OÙ JE DÉBUTE LE TRAVAIL (2)

Publié par Théophile Dubus - Cie Feu un rat !

Alors donc, nous avions commencé la SESSION DE RECHERCHES DRAMATURGIQUES. Comme elle a duré pas moins de 10 jours (six jours d'école, en fait), on a eu le temps d'aller dans pleins de directions différentes et de voir et faire beaucoup de choses. Moi, je commençais tout juste à faire le lien entre le travail mené par les élèves et mon propre projet d'écriture. Mais, d'abord, il faut que je parle de trois moments particuliers.

UN FILM - UNE PIÈCE - DES CONTES

©The Nightmare before Christmas - Henry Selick / Walt Disney Studio Distribution
The Nightmare before Christmas (L'étrange Noël de Monsieur Jack) - Henry Selick, sur des personnages de Tim Burton

OÙ ON REGARDE UN FILM

En travaillant avec la classe, j'ai parlé du film L'étrange Noël de Monsieur Jack, d'Henry Selick et Tim Burton.  Comme beaucoup d'élèves ne l'avaient pas vu, j'ai choisi de le diffuser en entier pour qu'on puisse en discuter et, éventuellement, s'en inspirer.

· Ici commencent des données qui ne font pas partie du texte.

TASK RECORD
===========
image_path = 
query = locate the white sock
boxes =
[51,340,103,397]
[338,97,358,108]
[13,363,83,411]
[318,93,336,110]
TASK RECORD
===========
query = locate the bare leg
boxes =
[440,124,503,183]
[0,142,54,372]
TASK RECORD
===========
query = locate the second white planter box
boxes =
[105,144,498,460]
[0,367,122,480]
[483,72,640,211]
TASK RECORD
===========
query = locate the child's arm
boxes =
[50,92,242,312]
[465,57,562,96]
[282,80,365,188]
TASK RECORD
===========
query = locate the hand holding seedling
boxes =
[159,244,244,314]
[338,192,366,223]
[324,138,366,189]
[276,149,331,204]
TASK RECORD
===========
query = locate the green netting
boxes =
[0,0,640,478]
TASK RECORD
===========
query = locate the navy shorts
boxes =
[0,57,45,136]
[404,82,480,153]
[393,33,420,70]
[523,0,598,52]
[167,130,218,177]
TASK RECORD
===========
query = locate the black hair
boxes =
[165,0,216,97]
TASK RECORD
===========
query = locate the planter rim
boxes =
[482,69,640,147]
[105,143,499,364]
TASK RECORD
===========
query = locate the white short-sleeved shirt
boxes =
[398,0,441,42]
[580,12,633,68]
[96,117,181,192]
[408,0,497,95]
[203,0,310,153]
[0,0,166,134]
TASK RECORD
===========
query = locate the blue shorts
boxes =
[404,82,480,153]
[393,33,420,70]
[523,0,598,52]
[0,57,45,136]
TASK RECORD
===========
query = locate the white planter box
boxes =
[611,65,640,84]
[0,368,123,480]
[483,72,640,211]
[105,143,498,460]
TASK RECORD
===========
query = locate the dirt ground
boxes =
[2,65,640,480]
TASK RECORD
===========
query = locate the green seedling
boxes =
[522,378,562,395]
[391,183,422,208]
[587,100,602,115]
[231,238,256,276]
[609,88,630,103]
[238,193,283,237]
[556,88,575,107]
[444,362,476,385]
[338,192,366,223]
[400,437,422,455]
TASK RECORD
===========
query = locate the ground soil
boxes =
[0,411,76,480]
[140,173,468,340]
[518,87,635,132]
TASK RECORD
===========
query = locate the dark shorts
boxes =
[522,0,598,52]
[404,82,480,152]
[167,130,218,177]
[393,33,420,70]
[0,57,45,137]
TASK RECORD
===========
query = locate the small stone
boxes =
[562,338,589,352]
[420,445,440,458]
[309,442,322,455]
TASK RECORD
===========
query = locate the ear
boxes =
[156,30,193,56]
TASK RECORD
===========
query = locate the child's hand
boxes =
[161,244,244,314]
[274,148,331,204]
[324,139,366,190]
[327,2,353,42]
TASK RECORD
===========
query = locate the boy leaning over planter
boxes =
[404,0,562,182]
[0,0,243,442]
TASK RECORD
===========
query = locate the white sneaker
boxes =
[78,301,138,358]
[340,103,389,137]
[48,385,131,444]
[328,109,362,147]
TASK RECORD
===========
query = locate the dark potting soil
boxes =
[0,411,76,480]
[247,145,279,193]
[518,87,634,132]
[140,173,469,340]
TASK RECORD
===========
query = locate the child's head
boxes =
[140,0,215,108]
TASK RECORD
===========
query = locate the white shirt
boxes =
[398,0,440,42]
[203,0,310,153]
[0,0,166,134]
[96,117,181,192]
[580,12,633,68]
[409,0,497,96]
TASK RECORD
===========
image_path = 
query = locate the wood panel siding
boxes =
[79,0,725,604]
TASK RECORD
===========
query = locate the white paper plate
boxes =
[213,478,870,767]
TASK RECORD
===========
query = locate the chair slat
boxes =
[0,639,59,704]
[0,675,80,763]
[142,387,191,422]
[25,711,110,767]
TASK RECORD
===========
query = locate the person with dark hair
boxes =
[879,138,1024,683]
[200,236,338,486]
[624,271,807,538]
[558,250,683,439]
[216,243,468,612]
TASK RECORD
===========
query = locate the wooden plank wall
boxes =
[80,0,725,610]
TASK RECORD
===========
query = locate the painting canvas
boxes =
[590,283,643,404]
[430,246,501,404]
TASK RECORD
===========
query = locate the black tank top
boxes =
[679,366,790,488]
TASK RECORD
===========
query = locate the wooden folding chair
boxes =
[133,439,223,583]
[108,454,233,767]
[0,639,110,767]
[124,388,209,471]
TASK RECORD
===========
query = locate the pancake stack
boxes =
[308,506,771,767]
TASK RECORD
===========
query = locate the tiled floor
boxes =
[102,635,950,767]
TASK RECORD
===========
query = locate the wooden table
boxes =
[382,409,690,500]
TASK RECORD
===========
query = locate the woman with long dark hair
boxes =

J'aime beaucoup ce film, son côté "comédie musicale", le mélange de joie et de mélancolie qu'on y trouve, la douceur de l'animation qui permet de montrer des choses effroyables avec distance, et le fait que tous les personnages qu'on voit, même ceux qui n'apparaissent que quelques secondes, me donnent envie d'imaginer leurs histoires.

Bon, on ne peut pas dire que ça a déclenché l'hystérie des foules. Globalement, même si certaines et certains ont adoré, la classe a été plutôt intéressée - sans plus. C'est la vie. Et puis ça a donné des discussions intéressantes.

Par exemple, et même si ça n'a rien à voir avec les monstres, on a parlé de Walt Disney, et de Walt Disney Pictures, et de ce que c'est une maison de production, et de puissance économique, et du fait que, l'art, c'est aussi de l'argent et du pouvoir. Et là, Zyiad a dit cette phrase vraiment super : "Ah, mais Walt Disney, c'était une PERSONNE ?". Il n'en revenait pas.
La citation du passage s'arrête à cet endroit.